Image: One Dollar Bill © Deborah Harrison, Photographer

Related topics: investments, currencies, dollar, exchange rates, mutual funds

For all those years when the dollar reigned as the unquestioned king of currencies, we Yanks never gave it much thought. A dollar was a dollar, and all other currencies were there merely to befuddle us when we were traveling in foreign lands.

Not anymore. As the greenback swoons, more Americans are trying their hand at the gigantic market for global currencies. With daily volume of $4 trillion, this market is ruled by big financial institutions and venturesome hedge funds.

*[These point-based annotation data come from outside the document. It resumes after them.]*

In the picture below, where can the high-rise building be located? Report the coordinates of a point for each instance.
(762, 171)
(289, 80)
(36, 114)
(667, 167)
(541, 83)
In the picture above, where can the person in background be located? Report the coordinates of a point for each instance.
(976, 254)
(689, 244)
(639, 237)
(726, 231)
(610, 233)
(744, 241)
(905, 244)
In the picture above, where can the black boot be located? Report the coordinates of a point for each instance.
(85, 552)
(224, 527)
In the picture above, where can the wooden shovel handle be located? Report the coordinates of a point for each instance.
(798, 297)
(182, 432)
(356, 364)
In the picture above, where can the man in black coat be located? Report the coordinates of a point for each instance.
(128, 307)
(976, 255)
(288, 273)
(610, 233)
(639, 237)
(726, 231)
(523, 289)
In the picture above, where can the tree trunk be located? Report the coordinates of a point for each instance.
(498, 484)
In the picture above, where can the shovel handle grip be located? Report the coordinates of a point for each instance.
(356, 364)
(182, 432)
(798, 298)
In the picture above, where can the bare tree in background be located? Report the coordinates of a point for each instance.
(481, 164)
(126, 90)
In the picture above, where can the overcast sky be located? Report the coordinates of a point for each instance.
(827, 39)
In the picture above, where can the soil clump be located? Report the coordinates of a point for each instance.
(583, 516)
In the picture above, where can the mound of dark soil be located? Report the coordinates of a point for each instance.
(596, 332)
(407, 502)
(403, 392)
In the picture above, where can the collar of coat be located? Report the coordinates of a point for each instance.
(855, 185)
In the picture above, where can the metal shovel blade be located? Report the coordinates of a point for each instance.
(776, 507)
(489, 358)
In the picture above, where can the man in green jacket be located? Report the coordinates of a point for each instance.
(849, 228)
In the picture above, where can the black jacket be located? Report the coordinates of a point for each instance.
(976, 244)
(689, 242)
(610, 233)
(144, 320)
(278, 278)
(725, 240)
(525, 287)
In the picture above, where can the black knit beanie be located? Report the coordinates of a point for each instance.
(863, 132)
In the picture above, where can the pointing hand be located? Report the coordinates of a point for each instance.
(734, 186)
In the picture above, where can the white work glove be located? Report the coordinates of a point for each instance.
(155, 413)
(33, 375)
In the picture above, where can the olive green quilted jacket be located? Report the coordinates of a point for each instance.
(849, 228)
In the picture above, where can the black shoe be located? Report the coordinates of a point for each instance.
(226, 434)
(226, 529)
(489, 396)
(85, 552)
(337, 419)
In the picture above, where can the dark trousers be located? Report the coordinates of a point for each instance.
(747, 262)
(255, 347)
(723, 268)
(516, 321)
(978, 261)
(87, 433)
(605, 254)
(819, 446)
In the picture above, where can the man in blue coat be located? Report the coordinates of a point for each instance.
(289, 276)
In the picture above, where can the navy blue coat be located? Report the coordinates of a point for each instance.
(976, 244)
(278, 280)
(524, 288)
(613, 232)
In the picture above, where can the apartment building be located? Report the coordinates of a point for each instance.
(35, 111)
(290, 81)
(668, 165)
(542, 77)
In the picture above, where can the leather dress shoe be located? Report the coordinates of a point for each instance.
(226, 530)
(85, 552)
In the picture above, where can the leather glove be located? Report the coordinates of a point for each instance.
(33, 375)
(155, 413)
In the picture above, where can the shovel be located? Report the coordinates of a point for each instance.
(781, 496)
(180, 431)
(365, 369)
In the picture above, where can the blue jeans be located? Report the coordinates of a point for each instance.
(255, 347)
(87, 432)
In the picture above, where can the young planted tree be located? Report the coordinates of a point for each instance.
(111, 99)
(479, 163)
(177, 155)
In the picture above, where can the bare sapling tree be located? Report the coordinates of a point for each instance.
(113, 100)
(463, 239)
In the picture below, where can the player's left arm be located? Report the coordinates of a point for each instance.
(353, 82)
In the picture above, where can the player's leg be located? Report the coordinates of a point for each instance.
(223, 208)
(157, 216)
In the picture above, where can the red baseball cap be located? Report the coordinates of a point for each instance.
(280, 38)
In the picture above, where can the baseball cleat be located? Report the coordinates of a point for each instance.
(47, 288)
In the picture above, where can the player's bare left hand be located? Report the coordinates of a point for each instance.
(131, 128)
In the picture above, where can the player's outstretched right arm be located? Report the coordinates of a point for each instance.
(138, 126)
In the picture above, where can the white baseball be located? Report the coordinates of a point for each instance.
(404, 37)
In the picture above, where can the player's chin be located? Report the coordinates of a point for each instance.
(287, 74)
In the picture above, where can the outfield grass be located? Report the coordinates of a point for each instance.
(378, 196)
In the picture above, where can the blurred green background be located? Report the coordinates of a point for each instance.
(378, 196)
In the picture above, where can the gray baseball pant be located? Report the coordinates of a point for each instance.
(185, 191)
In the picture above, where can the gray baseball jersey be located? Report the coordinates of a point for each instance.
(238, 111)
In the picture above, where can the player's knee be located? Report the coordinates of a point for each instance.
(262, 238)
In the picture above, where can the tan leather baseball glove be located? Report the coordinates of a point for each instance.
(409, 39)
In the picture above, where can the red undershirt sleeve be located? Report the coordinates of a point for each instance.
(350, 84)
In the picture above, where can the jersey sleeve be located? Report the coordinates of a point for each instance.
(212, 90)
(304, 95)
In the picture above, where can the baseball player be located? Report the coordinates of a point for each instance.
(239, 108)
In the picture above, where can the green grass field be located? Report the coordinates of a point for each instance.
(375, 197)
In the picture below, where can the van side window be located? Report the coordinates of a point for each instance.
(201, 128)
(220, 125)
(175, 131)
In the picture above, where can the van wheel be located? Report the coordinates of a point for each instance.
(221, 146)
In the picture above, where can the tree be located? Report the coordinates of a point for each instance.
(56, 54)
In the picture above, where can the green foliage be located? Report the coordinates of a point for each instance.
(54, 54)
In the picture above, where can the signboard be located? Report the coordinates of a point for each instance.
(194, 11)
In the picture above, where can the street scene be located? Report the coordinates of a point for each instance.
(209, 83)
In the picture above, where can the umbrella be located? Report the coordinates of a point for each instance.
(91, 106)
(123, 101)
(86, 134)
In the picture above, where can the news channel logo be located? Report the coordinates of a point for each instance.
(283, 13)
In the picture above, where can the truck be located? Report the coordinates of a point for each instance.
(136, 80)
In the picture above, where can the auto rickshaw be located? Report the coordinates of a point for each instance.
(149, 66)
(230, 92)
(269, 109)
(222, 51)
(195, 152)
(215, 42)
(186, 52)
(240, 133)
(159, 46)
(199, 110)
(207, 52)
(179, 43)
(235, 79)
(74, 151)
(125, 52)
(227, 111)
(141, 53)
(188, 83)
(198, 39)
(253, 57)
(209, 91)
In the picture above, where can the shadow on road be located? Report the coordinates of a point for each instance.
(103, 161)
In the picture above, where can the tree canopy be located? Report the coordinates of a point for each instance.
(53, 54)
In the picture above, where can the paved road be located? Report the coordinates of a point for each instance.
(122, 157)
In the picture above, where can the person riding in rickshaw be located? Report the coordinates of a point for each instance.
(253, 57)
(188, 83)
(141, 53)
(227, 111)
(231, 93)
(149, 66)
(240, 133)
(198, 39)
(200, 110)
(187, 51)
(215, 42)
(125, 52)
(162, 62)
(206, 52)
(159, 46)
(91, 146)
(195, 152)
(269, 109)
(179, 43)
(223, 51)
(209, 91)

But a raft of new exchange-traded funds and products is giving a lift to the little guy, allowing him to protect his long-term U.S. investments from dollar erosion and to profit from the strengthening currencies of emerging markets.

In short, currencies are emerging as a true asset class for individual investors. They eventually could take a place alongside stocks, bonds and commodities.

More attention to currencies couldn't come at a better time. Ray Dalio, the founder and chief investment officer of Bridgewater Associates, with nearly $90 billion under management, predicts there will be a "seismic shift" among currencies as early as next year, similar to what occurred after the breakup 40 years ago of the Bretton Woods international monetary system. That was when the United States dropped the gold standard, and foreign currencies formerly fixed to the U.S. dollar began to float more freely -- and sharply appreciated against the dollar.

Now, the remaining ties may unravel.

"Linkages are artificially being held together," says Dalio. "The way they are held together is through interventions that are not sustainable. Governments are fighting the laws of economics."

The likely outcome of abandoning the monetary policies that now tie emerging currencies to the U.S. dollar, the world's reserve currency, is a revaluation that puts the currencies of those countries with stronger economic growth and offering higher interest rates -- think China (the yuan) and Brazil (the real) -- in the driver's seat.

Currencies of developed nations -- the U.S. dollar, the European Union's euro and Japan's yen -- will be relegated to back-seat status.

Countries do deals without dollars

A currency's price is always a function of the growth rate of an economy, and that country's ability to pay a real rate of interest.

Dalio isn't the only one predicting big changes. Bill Gross, the founder of Pimco, the world's biggest bond company, with more than a trillion dollars of assets under management, declared currencies the "critical question" for investors in 2011.

"As the dollar weakens, you lose, relative to the rest of the world, if you are in dollar-based securities," says Gross, whose forecast for a weaker dollar is also a forecast that the U.S. economy will not grow as quickly relative to other countries. "It's simply a matter, 20 years down the road, of what the dollar can buy." (For more on Gross' views, see "Bond king Gross dumps Treasurys.")

The buck's global purchasing power already has taken a beating. Thanks to America's loose monetary policy, wide trade deficits and a ballooning fiscal deficit, the dollar has fallen by nearly a third against other world currencies over the past 10 years. It's down 15% since last summer. Ceding its role as a haven in an uncertain world, the dollar has kept falling right through the recent turmoil in the Middle East.

Its importance in world affairs is fast diminishing. In years past, when China would buy soybeans from Brazil, for instance, the transaction was done in dollars. But now, as developing economies mature, the Chinese are starting to pay Brazil in Chinese currency, known as renminbi, of which the main unit is the yuan. Just like children growing up and leaving the brood, these countries don't need the dollar as much anymore. And that's a huge blow to demand for the currency.